SCOM Health Script/Audit

So, As part of my work at my company it’s my responsibility to perform bi-anual health check on all our SCOM clients.

Last year I’ve created a powershell script that checks and reports on the SCOM environment that it’s ran against. Things that the script put into an HTML file for me are things like

1. Uptime of the servers

2. Database last backup

3. Aggregations Behind on SCOM

4. Database free space on the ACS,DW,OPS and ReportServer databases.

5. Grooming Status

etc etc.

I’ve decided in the last month to start using the SCOM SDK with VB.net as to learn the SDK and refresh my VB.net programming knowledge, call it a challenge if you will.

So below is a screen shot of what the GUI looks like at this point, for now I’m just focusing on putting everything in listviews with some intellengence build into some of the list views, ie: turning the listview line red/yellow or green depending on the healthstate of the management server, turning the listview line red if the collation on the server/instance or on the database itself is wrong. The GUI will be enhanced and improved at a later stage, for now the information/data is the most important, after all the HTML file created by this application will be used instead of this GUI.

Screenshot

healthcheck

The user can then specify the saving location of the html file and save all information in the gui as an HTML file.

You specify the management server, for a SCOM 2007 environment you will specify the RMS, for SCOM 2012 SP1/R2 you specify any management server, you also specify the userid, password and domain of an domain account with sufficient permission to connect via the SDK, normally any account in the Operations Manager Administrators Role.

You can also specify a userid, password and domain to connect to the different databases, if not specified the account for the SDK connection will be used by the application to connect to SCOM.

The application picks up all the information required from the DatabaseServer name of the OPS db and DW from the registry and also using the SCOM SDK.

You will see that the Agent Properties and Agent Performance listviews are empty.

In the “Agent Properties” listview i will put the properties including “Proxy Enabled”, Port, Compression and Patch List. The idea is to check for hotfixes and UR/CU for the SCOM product and other properties. Grayed out agents will show gray and also colors to represent the health state of all other states, unintialized agents a.k.a unmonitored will show white in the GUI and HTML file.

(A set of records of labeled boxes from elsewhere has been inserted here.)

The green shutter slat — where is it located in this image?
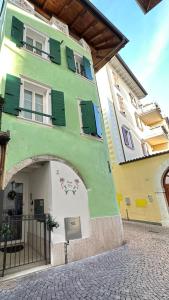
[3,74,21,116]
[11,17,24,47]
[49,38,61,65]
[80,101,97,135]
[51,90,66,126]
[83,56,93,80]
[66,47,76,72]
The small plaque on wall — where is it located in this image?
[125,197,131,206]
[64,217,82,241]
[148,195,153,203]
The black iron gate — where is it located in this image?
[0,214,51,276]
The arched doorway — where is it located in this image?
[0,155,90,271]
[163,169,169,206]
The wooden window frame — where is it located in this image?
[121,125,135,150]
[23,25,50,61]
[117,94,126,117]
[19,78,52,125]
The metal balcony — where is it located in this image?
[144,126,169,146]
[138,103,163,126]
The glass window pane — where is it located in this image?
[35,94,43,122]
[23,90,32,119]
[35,41,42,55]
[26,36,33,52]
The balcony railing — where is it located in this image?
[137,103,163,126]
[144,126,169,145]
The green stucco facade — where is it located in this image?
[0,4,119,217]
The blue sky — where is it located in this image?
[92,0,169,116]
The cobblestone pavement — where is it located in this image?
[0,222,169,300]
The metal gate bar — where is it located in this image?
[0,215,51,276]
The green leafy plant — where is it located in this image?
[47,215,59,231]
[0,223,12,240]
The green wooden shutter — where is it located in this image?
[11,17,24,47]
[66,47,76,72]
[80,101,97,135]
[49,38,61,65]
[83,56,93,80]
[51,90,66,126]
[3,74,21,116]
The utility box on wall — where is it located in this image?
[34,199,44,219]
[64,217,82,241]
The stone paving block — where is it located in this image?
[0,222,169,300]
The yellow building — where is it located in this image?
[112,151,169,226]
[96,56,169,226]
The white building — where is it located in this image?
[96,55,169,163]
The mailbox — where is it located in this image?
[64,217,82,241]
[34,199,44,220]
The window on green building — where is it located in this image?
[24,27,49,58]
[0,0,5,16]
[11,16,61,65]
[80,101,102,138]
[3,74,66,126]
[20,80,51,124]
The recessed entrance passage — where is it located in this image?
[163,169,169,206]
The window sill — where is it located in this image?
[75,72,95,84]
[17,116,54,128]
[80,132,103,143]
[125,144,135,151]
[22,47,51,63]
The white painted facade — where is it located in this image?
[3,156,123,265]
[96,57,169,163]
[4,161,90,244]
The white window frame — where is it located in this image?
[134,112,143,131]
[117,93,126,117]
[74,53,87,79]
[23,25,49,60]
[129,93,138,108]
[121,125,135,150]
[19,78,52,125]
[77,98,103,142]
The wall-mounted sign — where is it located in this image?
[148,195,153,203]
[56,170,80,195]
[64,217,82,241]
[125,197,131,206]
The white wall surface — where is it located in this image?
[50,161,90,244]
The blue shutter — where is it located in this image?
[83,56,93,80]
[66,47,76,72]
[11,16,24,47]
[93,104,102,138]
[51,90,66,126]
[3,74,21,116]
[80,101,97,135]
[49,38,61,65]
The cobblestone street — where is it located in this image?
[0,222,169,300]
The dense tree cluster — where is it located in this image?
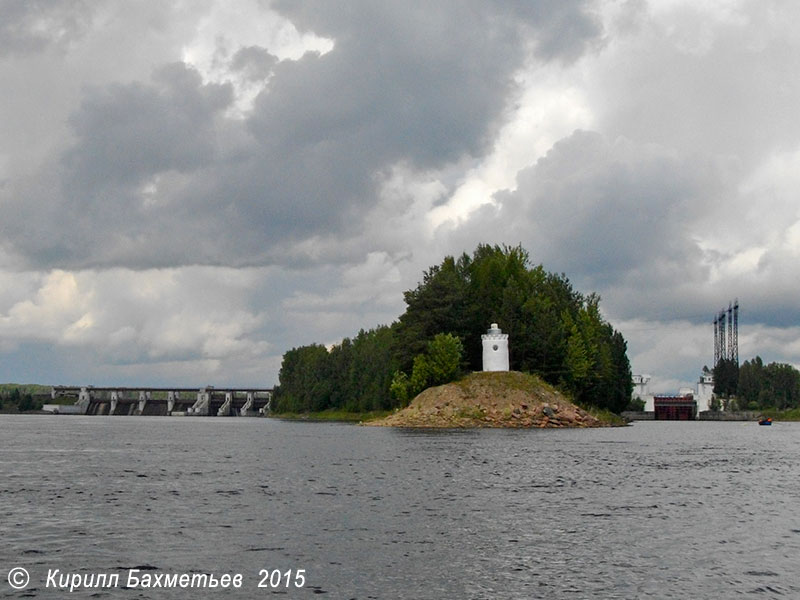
[737,356,800,410]
[274,245,632,412]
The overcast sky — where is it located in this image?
[0,0,800,392]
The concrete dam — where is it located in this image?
[43,386,272,417]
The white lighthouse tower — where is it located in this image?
[481,323,508,371]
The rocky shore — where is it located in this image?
[366,371,621,428]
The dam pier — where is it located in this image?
[43,385,272,417]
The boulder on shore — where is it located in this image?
[366,371,618,428]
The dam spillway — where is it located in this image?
[44,386,273,417]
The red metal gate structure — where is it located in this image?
[653,394,697,421]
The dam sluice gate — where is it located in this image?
[44,386,272,417]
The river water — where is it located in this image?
[0,415,800,600]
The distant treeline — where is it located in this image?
[714,356,800,410]
[0,383,50,412]
[273,245,632,412]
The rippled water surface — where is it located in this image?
[0,416,800,599]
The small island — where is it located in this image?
[365,371,625,428]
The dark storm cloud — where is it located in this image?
[3,1,600,268]
[64,63,232,192]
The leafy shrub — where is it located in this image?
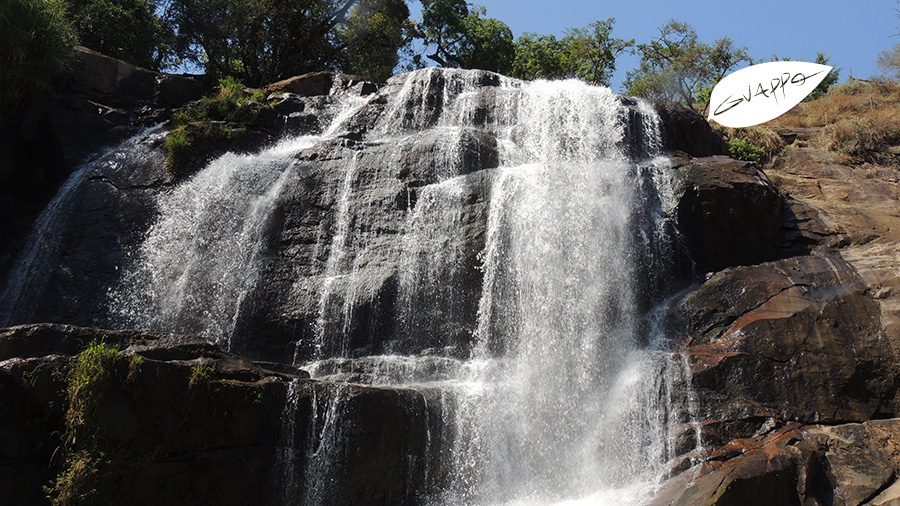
[713,123,784,162]
[68,0,174,70]
[0,0,75,120]
[165,77,269,175]
[728,137,765,163]
[45,341,121,506]
[66,341,121,435]
[191,364,216,385]
[46,450,104,506]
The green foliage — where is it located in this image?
[511,18,634,85]
[728,137,764,163]
[191,364,216,385]
[45,340,121,506]
[510,33,567,80]
[66,341,121,432]
[625,20,751,108]
[168,0,358,86]
[0,0,75,121]
[563,18,634,85]
[459,11,516,74]
[69,0,174,69]
[803,51,841,101]
[337,0,413,81]
[44,450,107,506]
[413,0,515,72]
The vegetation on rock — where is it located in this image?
[191,364,216,385]
[46,341,121,506]
[773,80,900,161]
[511,18,634,85]
[625,20,751,110]
[165,77,269,176]
[728,137,763,163]
[0,0,76,123]
[68,0,175,70]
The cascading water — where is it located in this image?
[298,70,699,504]
[0,126,161,326]
[110,97,363,349]
[15,69,712,505]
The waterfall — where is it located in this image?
[298,69,701,504]
[0,126,161,326]
[0,69,702,505]
[110,97,364,349]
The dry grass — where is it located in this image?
[770,80,900,161]
[711,122,784,162]
[770,80,900,127]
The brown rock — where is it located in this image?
[266,71,334,97]
[673,255,898,440]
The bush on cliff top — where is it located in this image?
[728,137,764,163]
[712,123,784,163]
[46,341,121,506]
[773,80,900,161]
[165,77,268,175]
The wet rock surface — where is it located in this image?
[0,65,900,505]
[0,325,440,505]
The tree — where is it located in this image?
[803,51,841,102]
[877,44,900,80]
[0,0,75,123]
[512,18,634,85]
[170,0,357,86]
[337,0,413,81]
[510,33,567,80]
[625,20,752,108]
[413,0,515,72]
[459,9,516,74]
[562,18,634,86]
[69,0,174,70]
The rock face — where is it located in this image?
[673,255,898,442]
[0,325,440,505]
[653,100,728,156]
[0,64,900,505]
[0,47,206,284]
[653,420,900,505]
[676,156,783,272]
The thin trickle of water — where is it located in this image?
[0,125,161,327]
[310,152,359,363]
[276,378,304,506]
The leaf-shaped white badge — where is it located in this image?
[709,61,831,128]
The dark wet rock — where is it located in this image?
[674,156,783,273]
[0,325,448,505]
[653,100,728,156]
[651,419,900,506]
[235,131,497,362]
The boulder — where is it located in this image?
[653,100,728,156]
[670,254,898,441]
[651,418,900,506]
[0,325,442,505]
[266,71,335,97]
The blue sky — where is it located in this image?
[424,0,900,89]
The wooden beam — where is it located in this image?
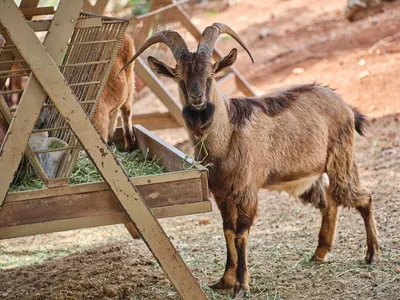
[4,171,203,203]
[135,57,185,127]
[0,178,209,228]
[83,0,109,15]
[135,125,203,172]
[21,6,54,19]
[132,112,181,130]
[0,0,82,207]
[0,201,212,240]
[0,0,207,300]
[25,17,102,32]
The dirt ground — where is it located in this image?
[0,0,400,300]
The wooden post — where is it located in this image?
[0,0,207,300]
[0,0,82,207]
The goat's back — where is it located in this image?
[231,84,354,189]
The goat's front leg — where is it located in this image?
[210,197,238,290]
[311,190,338,262]
[234,196,257,296]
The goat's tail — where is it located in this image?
[351,107,369,136]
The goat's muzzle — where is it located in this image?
[182,101,215,138]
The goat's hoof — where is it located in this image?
[233,284,250,299]
[310,254,326,263]
[208,279,234,290]
[365,246,380,265]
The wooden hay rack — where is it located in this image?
[0,0,211,299]
[108,0,256,130]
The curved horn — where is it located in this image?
[120,30,189,72]
[197,23,254,63]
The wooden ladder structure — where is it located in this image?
[0,0,207,300]
[92,0,256,130]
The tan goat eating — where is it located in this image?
[121,23,379,295]
[93,35,135,151]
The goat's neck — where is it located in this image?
[180,81,233,162]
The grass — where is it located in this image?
[9,145,167,192]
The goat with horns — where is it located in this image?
[121,23,379,295]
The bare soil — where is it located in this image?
[0,0,400,300]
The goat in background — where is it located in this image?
[123,23,379,294]
[93,35,135,151]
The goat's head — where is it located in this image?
[121,23,254,133]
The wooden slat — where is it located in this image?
[134,125,207,171]
[83,0,109,15]
[0,0,207,300]
[4,171,202,203]
[0,179,203,228]
[135,57,185,126]
[113,112,181,132]
[0,0,82,207]
[27,17,102,32]
[0,201,212,239]
[21,6,54,17]
[132,112,181,130]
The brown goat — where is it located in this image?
[93,35,135,151]
[130,23,379,294]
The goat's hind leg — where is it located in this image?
[356,189,380,264]
[300,178,338,262]
[311,192,338,262]
[234,197,257,296]
[121,103,136,152]
[328,143,380,263]
[210,197,238,290]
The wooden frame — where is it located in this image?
[0,126,211,239]
[0,0,207,299]
[101,0,256,130]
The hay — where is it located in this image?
[9,145,168,192]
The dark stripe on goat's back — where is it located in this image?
[229,83,318,126]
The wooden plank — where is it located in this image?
[83,0,109,15]
[134,57,185,126]
[0,179,203,227]
[26,17,102,32]
[132,112,181,130]
[113,112,181,132]
[134,125,207,171]
[4,171,202,203]
[19,0,39,20]
[0,0,82,207]
[21,6,54,18]
[0,201,212,239]
[0,0,207,300]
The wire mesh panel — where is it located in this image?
[0,13,128,182]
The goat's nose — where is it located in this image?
[190,92,204,104]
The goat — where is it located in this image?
[125,23,379,295]
[93,35,135,151]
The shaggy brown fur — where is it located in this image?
[229,83,315,126]
[93,35,135,151]
[0,113,8,148]
[126,24,379,294]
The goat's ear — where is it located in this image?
[213,48,237,74]
[147,56,175,79]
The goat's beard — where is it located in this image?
[182,101,215,139]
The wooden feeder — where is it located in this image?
[0,0,211,300]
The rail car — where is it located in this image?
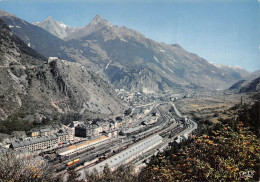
[67,159,80,166]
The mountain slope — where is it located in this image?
[0,10,72,61]
[0,20,124,130]
[34,17,77,39]
[65,16,247,91]
[2,10,247,92]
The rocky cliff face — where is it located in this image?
[64,16,247,92]
[0,20,124,126]
[229,77,260,93]
[34,17,78,39]
[1,10,251,92]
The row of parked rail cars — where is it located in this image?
[56,149,112,172]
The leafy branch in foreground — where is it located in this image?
[140,123,260,181]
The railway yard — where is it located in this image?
[41,97,197,179]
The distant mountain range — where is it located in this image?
[0,11,258,93]
[0,19,126,125]
[34,16,78,39]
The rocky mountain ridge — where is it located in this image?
[0,10,252,93]
[34,16,79,39]
[0,20,126,130]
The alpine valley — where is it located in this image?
[0,11,253,93]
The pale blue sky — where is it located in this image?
[0,0,260,71]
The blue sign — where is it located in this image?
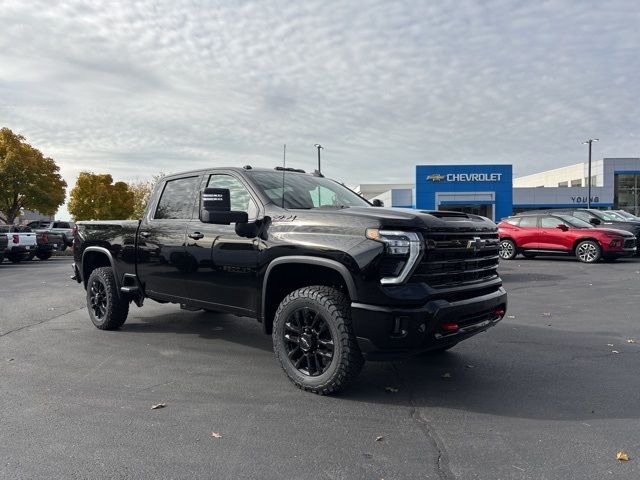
[416,165,513,220]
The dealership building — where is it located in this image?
[355,158,640,220]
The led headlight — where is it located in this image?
[366,228,422,285]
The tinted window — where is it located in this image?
[154,177,199,219]
[207,174,258,218]
[520,216,538,228]
[540,217,564,228]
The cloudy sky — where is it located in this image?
[0,0,640,215]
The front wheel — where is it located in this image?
[273,285,364,395]
[87,267,129,330]
[498,240,518,260]
[576,240,602,263]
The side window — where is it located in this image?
[520,217,538,228]
[153,177,200,219]
[540,217,564,228]
[207,174,258,220]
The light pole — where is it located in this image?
[314,143,324,173]
[582,138,598,208]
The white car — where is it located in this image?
[0,225,38,263]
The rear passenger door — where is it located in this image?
[136,174,202,301]
[518,215,540,250]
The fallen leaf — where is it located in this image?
[616,451,629,462]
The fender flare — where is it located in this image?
[81,246,120,295]
[260,255,357,317]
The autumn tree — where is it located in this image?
[129,173,164,218]
[0,128,67,224]
[68,172,134,220]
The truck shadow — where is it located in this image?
[122,312,640,421]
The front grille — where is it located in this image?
[410,231,499,288]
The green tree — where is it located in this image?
[0,128,67,223]
[68,172,134,220]
[129,173,164,218]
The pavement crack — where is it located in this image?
[0,305,86,337]
[391,363,456,480]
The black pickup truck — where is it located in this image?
[73,166,507,394]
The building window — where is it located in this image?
[613,173,640,215]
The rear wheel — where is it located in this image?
[87,267,129,330]
[273,286,364,395]
[576,240,602,263]
[499,240,518,260]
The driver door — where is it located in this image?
[185,173,261,315]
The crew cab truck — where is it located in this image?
[73,166,507,394]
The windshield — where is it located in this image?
[558,215,593,228]
[591,210,620,222]
[247,171,371,209]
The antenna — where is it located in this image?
[282,143,287,208]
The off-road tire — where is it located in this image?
[576,240,602,263]
[272,285,364,395]
[498,239,518,260]
[87,267,129,330]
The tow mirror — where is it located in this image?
[200,188,249,225]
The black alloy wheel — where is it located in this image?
[283,307,334,377]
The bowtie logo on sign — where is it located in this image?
[427,173,502,182]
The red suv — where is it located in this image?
[498,214,636,263]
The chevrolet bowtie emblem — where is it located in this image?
[427,173,447,182]
[467,237,486,252]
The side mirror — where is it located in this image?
[200,188,249,225]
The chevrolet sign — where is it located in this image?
[427,173,502,182]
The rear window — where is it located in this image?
[520,217,538,228]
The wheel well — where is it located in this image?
[82,252,115,288]
[262,263,349,335]
[572,237,602,252]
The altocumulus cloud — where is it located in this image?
[0,0,640,218]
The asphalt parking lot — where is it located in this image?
[0,258,640,480]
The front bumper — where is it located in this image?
[351,287,507,359]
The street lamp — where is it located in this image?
[582,138,598,208]
[314,143,324,173]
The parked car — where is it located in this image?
[17,226,63,260]
[0,233,9,263]
[498,214,636,263]
[27,220,76,251]
[73,167,507,394]
[0,225,37,263]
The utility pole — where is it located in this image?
[314,143,324,173]
[584,138,598,208]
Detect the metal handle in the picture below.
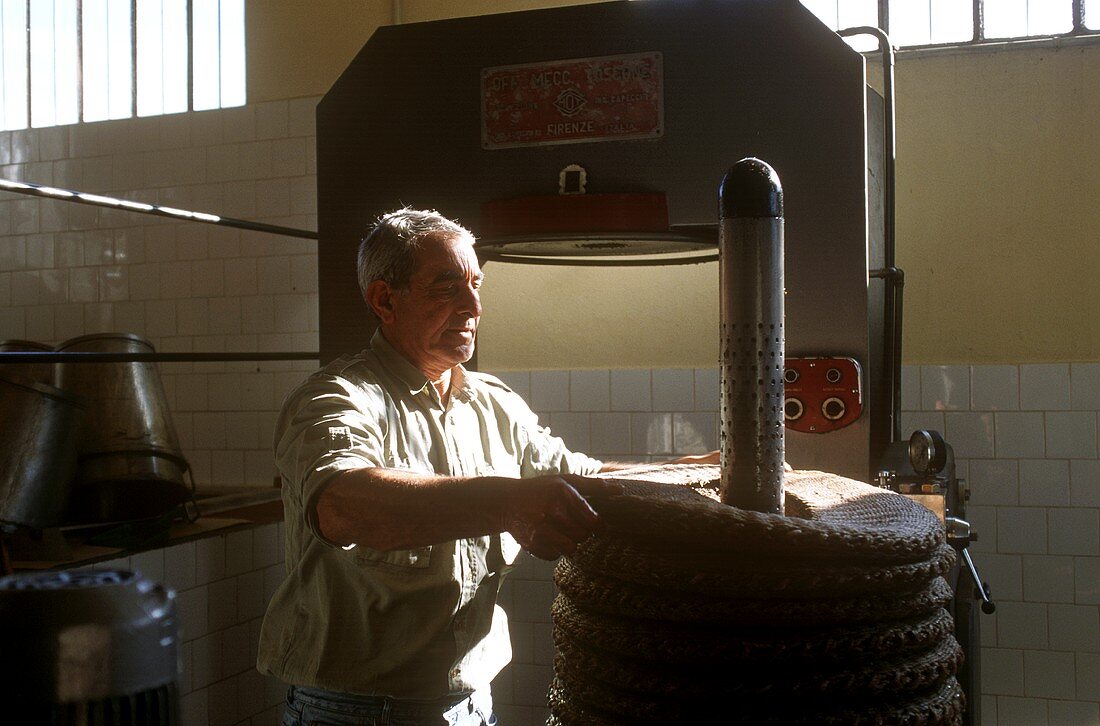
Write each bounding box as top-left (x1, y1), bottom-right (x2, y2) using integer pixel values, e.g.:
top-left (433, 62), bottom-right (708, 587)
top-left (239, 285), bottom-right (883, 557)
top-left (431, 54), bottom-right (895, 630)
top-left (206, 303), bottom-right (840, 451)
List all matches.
top-left (963, 549), bottom-right (997, 615)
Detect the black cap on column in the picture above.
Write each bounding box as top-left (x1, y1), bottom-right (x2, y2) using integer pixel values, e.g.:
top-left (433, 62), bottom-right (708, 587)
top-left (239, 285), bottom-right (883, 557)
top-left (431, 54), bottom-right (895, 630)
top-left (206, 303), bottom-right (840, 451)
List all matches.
top-left (718, 156), bottom-right (783, 219)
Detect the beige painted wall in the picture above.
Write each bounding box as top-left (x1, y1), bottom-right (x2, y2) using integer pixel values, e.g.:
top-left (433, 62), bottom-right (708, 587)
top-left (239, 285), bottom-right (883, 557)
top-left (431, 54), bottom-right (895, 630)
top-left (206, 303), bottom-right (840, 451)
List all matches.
top-left (897, 42), bottom-right (1100, 363)
top-left (244, 0), bottom-right (393, 103)
top-left (249, 0), bottom-right (1100, 370)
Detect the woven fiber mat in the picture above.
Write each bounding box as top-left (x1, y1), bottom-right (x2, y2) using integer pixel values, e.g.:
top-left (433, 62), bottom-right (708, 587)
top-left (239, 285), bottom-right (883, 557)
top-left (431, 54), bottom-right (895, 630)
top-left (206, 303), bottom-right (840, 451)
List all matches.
top-left (551, 595), bottom-right (955, 669)
top-left (554, 559), bottom-right (952, 626)
top-left (547, 678), bottom-right (965, 726)
top-left (549, 465), bottom-right (963, 726)
top-left (591, 464), bottom-right (944, 563)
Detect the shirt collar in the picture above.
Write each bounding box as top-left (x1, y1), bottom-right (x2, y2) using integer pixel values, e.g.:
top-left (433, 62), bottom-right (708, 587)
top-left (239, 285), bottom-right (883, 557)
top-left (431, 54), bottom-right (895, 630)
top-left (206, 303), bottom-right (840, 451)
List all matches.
top-left (371, 328), bottom-right (473, 403)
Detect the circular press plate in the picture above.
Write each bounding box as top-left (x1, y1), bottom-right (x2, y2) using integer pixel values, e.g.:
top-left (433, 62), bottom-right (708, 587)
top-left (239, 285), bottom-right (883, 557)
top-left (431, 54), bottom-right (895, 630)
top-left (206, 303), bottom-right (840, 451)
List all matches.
top-left (474, 232), bottom-right (718, 266)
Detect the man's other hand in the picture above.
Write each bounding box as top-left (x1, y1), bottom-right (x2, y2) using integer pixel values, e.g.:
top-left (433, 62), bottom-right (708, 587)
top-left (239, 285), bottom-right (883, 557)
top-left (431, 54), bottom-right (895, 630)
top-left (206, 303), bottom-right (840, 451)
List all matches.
top-left (502, 474), bottom-right (623, 560)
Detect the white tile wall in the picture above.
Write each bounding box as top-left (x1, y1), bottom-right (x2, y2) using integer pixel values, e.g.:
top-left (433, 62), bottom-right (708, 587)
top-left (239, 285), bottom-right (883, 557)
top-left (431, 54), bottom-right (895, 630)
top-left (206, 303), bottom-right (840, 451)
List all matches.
top-left (0, 99), bottom-right (318, 486)
top-left (97, 523), bottom-right (285, 726)
top-left (903, 363), bottom-right (1100, 726)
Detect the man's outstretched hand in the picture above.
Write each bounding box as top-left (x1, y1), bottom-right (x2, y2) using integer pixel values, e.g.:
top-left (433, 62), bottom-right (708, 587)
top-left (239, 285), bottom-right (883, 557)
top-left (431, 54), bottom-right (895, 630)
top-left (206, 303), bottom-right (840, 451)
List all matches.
top-left (502, 474), bottom-right (623, 560)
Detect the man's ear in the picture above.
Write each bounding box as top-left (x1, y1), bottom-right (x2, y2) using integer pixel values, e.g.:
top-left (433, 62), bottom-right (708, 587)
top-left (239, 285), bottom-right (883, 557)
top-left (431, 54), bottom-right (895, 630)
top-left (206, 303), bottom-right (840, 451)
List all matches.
top-left (364, 279), bottom-right (394, 323)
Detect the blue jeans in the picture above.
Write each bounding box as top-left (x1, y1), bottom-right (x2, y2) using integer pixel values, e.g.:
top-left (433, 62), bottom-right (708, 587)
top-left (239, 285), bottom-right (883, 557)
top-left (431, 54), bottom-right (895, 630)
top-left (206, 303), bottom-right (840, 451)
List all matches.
top-left (283, 685), bottom-right (496, 726)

The “Agent Performance” listview will show the last CPU and Memory performance counters for each and every agent for the last 7/4 hours.  In the HTML if the agent has not send either CPU/Memory in the last 7/4 hours the whole table row in the HTML file will show red so as to stand out in the report.

The SMTP server address, email address and port is retrieved from the SCOM notification channels, still have to think about multiple different SMTP servers and ports, which to use, maybe give the user a change to pick which one to use. The idea is to use this SMTP information to send the HTML report and Management Server alerts to me and to the SCOM engineers working on the account.

The large table OPS DB listview contains the largest tables in the OPS DB, any normal healthy environment will always have the performance and event tables as the largest tables in the DB, well at least that’s my best practise.

So there is still a huge amount of work involved in getting this application done, at the end of the day the hard work will be worthwhile for me as it makes my work and turn-around time less and quicker – I call this a win.

I will post new posts and screenshot in future.

SCOM agents not sending performance data

I’ve finally managed to enhance the query and the SSRS report.

Example of report

Image

This query focuses only agents that’s not grayed out and available (monitored).

Performance counters looked for in the query are

Processor > % Processor Time

LogicalDisk > % Free Space > C:

Memory > Available MBytes

Below is the query. Note: You will probably have to change the DisplayName_ and IsVirtualNode for your OperationsManager database.

This query targets the OperationsManager database. The query uses “with (nolock)” to prevent locks on the database while the query is executing.

if object_id(‘tempdb..#temptable’) IS NOT NULL
DROP TABLE #temptable

SELECT     distinct bmetarget.Name into #temptable
FROM        OperationsManager.dbo.BaseManagedEntity AS BMESource WITH (nolock) INNER JOIN
 OperationsManager.dbo.Relationship AS R WITH (nolock) ON
R.SourceEntityId = BMESource.BaseManagedEntityId INNER JOIN
OperationsManager.dbo.BaseManagedEntity AS BMETarget WITH (nolock) ON
 R.TargetEntityId = BMETarget.BaseManagedEntityId inner join mtv_computer d on bmetarget.name=d.[DisplayName_55270A70_AC47_C853_C617_236B0CFF9B4C]
 and d.IsVirtualNode_E817D034_02E8_294C_3509_01CA25481689 is null
WHERE     (bmetarget.fullname like ‘Microsoft.Windows.Computer%’)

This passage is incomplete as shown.